The videos you can watch on Vuclip are a mix of UGC content from websites such as YouTube, MetaCafe, DailyMotion and hundreds of others. Vuclip uses their APIs to index the videos and serve them to Vuclip’s users.

In addition, there is also premium and copyrighted video material, where Nickhil and his team strike commercial deals with content owners to make them available.

Often, these are served in innovative ways. For example, if Vuclip notices a user likes to watch a lot of soccer videos, then it can offer them the option of watching of the English Premier League’s Goal of the Day video for a small fee that is paid through their carrier billing. There are hundreds of content owners that Vuclip works with closely in order to ensure consumers get the type of content that is most relevant to them. 

“As we are getting to a larger consumer base, the one thing we are noticing is that the big name content providers, like Sony and Disney, are finding that Vuclip is a great way of getting distribution,” says Nickhil.

Nokia calling

Vuclip worked with Nokia to optimise the video viewing experience for Nokia mobile phones, and subsequently, Nokia began promoting the service through the Nokia Xpress Browser and via the Nokia Store. The service quickly reached critical mass, particularly in countries such as India and Indonesia.

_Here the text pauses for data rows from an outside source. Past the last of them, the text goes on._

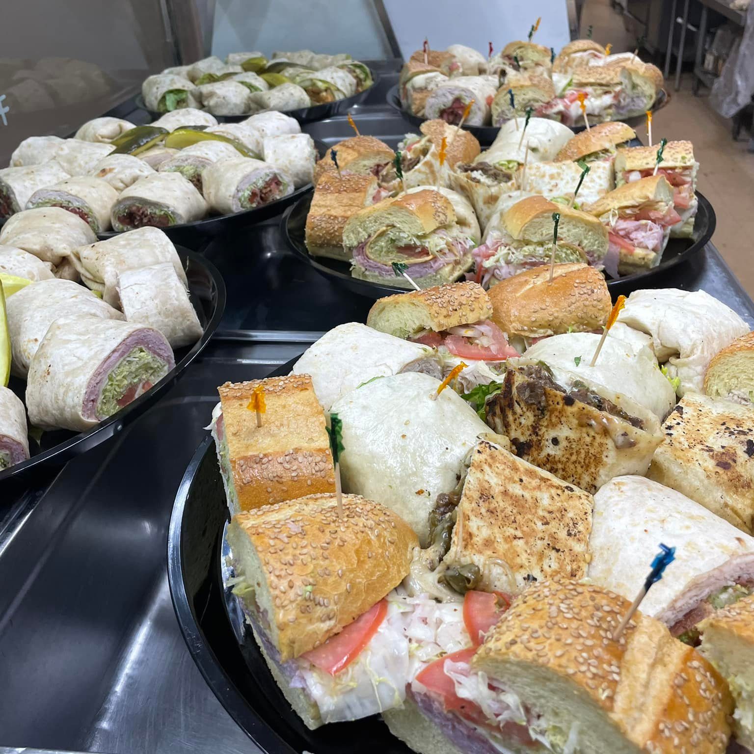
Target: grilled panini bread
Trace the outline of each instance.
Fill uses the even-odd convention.
[[[754,407],[687,393],[648,476],[754,533]]]
[[[306,216],[306,248],[312,256],[348,260],[343,249],[343,228],[348,218],[371,204],[377,191],[377,179],[366,176],[338,175],[328,170],[317,183]]]
[[[599,329],[611,306],[605,276],[583,264],[546,265],[501,280],[489,292],[492,321],[509,336],[544,338]]]
[[[471,667],[516,695],[550,744],[543,750],[723,754],[733,709],[725,682],[641,612],[614,639],[630,607],[577,581],[533,584]]]
[[[379,299],[369,310],[366,324],[397,338],[409,338],[424,330],[440,333],[487,320],[492,314],[489,297],[480,285],[449,283]]]
[[[249,409],[257,388],[261,427]],[[222,415],[213,431],[231,513],[335,492],[325,416],[308,375],[226,382],[217,391]]]
[[[636,132],[626,123],[617,121],[598,123],[590,130],[581,131],[570,139],[557,153],[555,161],[585,160],[589,162],[590,159],[606,156],[605,153],[615,153],[620,145],[636,138]]]
[[[395,158],[395,152],[384,142],[374,136],[351,136],[351,139],[330,147],[322,159],[314,166],[314,185],[326,171],[337,173],[333,161],[333,150],[337,152],[338,165],[341,174],[354,173],[360,176],[376,175],[379,168],[389,164]]]
[[[567,391],[546,367],[526,364],[508,369],[486,421],[520,458],[593,493],[619,474],[645,474],[663,439],[650,412],[615,398]]]
[[[737,403],[754,401],[754,333],[737,338],[713,357],[704,375],[704,392]]]
[[[452,584],[516,593],[532,581],[587,575],[592,496],[486,440],[471,453],[450,549]]]

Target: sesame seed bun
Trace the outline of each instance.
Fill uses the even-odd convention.
[[[596,126],[592,126],[588,131],[577,133],[556,155],[555,161],[581,160],[581,158],[587,157],[593,152],[612,149],[618,144],[630,142],[636,138],[636,131],[626,123],[617,121],[599,123]],[[652,164],[654,166],[654,163]]]
[[[256,412],[248,405],[260,385],[265,410],[257,427]],[[225,482],[235,493],[229,503],[238,506],[233,513],[335,492],[324,412],[308,375],[226,382],[217,392],[222,406],[222,445],[228,449],[232,475]]]
[[[488,292],[492,321],[509,336],[544,338],[588,333],[607,321],[611,306],[605,276],[589,265],[534,267],[501,280]]]
[[[472,667],[516,694],[547,735],[572,733],[584,754],[723,754],[733,708],[725,681],[640,612],[613,639],[630,606],[575,581],[535,584],[487,635]]]
[[[233,516],[228,541],[241,599],[284,662],[353,623],[409,572],[416,535],[356,495],[311,495]],[[266,625],[265,625],[266,623]]]
[[[341,177],[335,170],[323,173],[306,216],[305,242],[309,253],[350,259],[351,254],[343,249],[343,228],[349,217],[372,204],[376,190],[377,179],[372,174]]]
[[[479,322],[492,314],[489,297],[480,285],[450,283],[380,299],[369,310],[366,324],[397,338],[409,338],[425,329],[440,333]]]

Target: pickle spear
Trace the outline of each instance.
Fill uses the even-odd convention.
[[[8,334],[5,295],[0,283],[0,385],[8,387],[11,379],[11,336]]]
[[[168,133],[160,126],[136,126],[121,133],[112,143],[115,144],[113,155],[139,155],[159,144]]]
[[[187,146],[197,144],[201,141],[222,141],[235,147],[244,157],[256,157],[250,152],[240,141],[224,136],[220,133],[208,133],[207,131],[196,130],[193,128],[176,128],[165,138],[165,146],[171,149],[185,149]]]

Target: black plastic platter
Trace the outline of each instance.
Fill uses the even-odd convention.
[[[204,329],[201,338],[190,348],[176,349],[176,366],[157,385],[96,427],[79,433],[68,430],[44,432],[39,443],[30,437],[29,449],[31,458],[0,471],[0,483],[11,477],[19,477],[33,473],[35,468],[42,465],[62,466],[73,456],[86,452],[109,440],[154,404],[204,350],[222,318],[225,308],[225,283],[215,266],[201,255],[180,247],[178,255],[186,271],[189,297]],[[23,400],[26,391],[23,380],[11,377],[9,387]]]
[[[314,139],[314,146],[320,157],[327,151],[327,145],[318,139]],[[298,201],[311,190],[311,184],[307,183],[300,188],[296,188],[292,194],[284,196],[268,204],[262,204],[253,210],[244,210],[233,215],[218,215],[205,217],[203,220],[195,220],[193,222],[183,222],[181,225],[169,225],[161,228],[165,234],[175,244],[181,244],[190,249],[196,249],[209,238],[220,235],[228,231],[239,231],[242,228],[253,225],[257,222],[263,222],[271,217],[280,214],[286,207]],[[100,238],[112,238],[118,235],[116,231],[109,231],[106,233],[98,233]]]
[[[397,110],[403,117],[415,126],[421,126],[425,121],[427,120],[425,118],[420,118],[418,115],[415,115],[413,113],[409,112],[407,110],[403,109],[403,105],[400,103],[400,98],[398,96],[398,85],[396,84],[394,87],[391,87],[388,90],[387,95],[388,104],[390,105],[394,109]],[[670,101],[670,93],[665,89],[661,89],[660,93],[657,95],[657,100],[654,100],[654,104],[652,106],[652,111],[656,112],[657,110],[661,109],[665,107],[668,103]],[[645,121],[645,117],[644,115],[636,115],[633,118],[621,118],[624,123],[627,123],[630,126],[640,126]],[[590,121],[590,125],[595,125],[599,121],[592,122]],[[479,141],[480,144],[483,146],[489,146],[490,144],[495,141],[495,137],[498,135],[498,131],[500,130],[498,126],[467,126],[464,125],[462,127],[464,130],[467,130],[470,133],[473,133]],[[583,131],[586,126],[572,126],[570,127],[572,131],[576,133],[579,131]]]
[[[627,288],[638,288],[645,284],[647,279],[657,275],[670,267],[684,262],[703,249],[712,238],[716,222],[715,211],[706,198],[697,192],[699,209],[694,222],[693,238],[671,238],[663,253],[662,261],[657,267],[624,275],[615,280],[608,278],[608,287],[611,290],[623,291]],[[298,254],[305,264],[310,265],[318,272],[330,280],[339,283],[349,290],[371,299],[380,299],[393,293],[405,293],[406,288],[388,284],[372,283],[370,280],[359,280],[351,274],[351,262],[331,259],[325,256],[312,256],[306,249],[304,234],[306,226],[306,216],[311,204],[311,195],[300,199],[293,207],[286,210],[280,219],[280,231],[290,248]]]
[[[271,375],[287,374],[293,363]],[[310,731],[290,709],[222,579],[228,519],[211,437],[199,446],[178,489],[167,540],[176,616],[194,661],[215,695],[265,754],[409,754],[376,716]]]
[[[379,81],[378,76],[373,71],[372,72],[372,86],[357,94],[351,94],[351,97],[344,97],[342,100],[336,100],[335,102],[326,102],[322,105],[312,105],[310,107],[300,107],[295,110],[280,110],[284,115],[290,115],[295,118],[299,123],[309,123],[311,121],[321,121],[325,118],[330,118],[333,115],[342,115],[350,110],[354,105],[363,103],[371,93],[375,85]],[[137,94],[133,101],[136,107],[142,110],[146,110],[152,115],[154,120],[161,118],[165,115],[164,112],[158,112],[156,110],[150,110],[144,102],[144,97],[141,94]],[[215,115],[219,123],[240,123],[245,121],[252,115],[256,115],[255,112],[250,112],[246,115]]]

The launch of the Nokia Asha touchscreen devices was another important milestone for Vuclip.

Nickhil calls Nokia Asha Touch ‘low cost smartphones’ and they are an important part of his company’s future.

“There are four billion people in the emerging markets. A lot of them are going to be mobile-only or mobile-first users and they all want video. They won’t be on 4G networks but instead primarily on feature phones and low cost smartphones on 2G and 3G networks. 

“I want all of them to think of Vuclip as the go-to place for mobile video, just like YouTube is for the desktop. I want that to be the future for Vuclip.”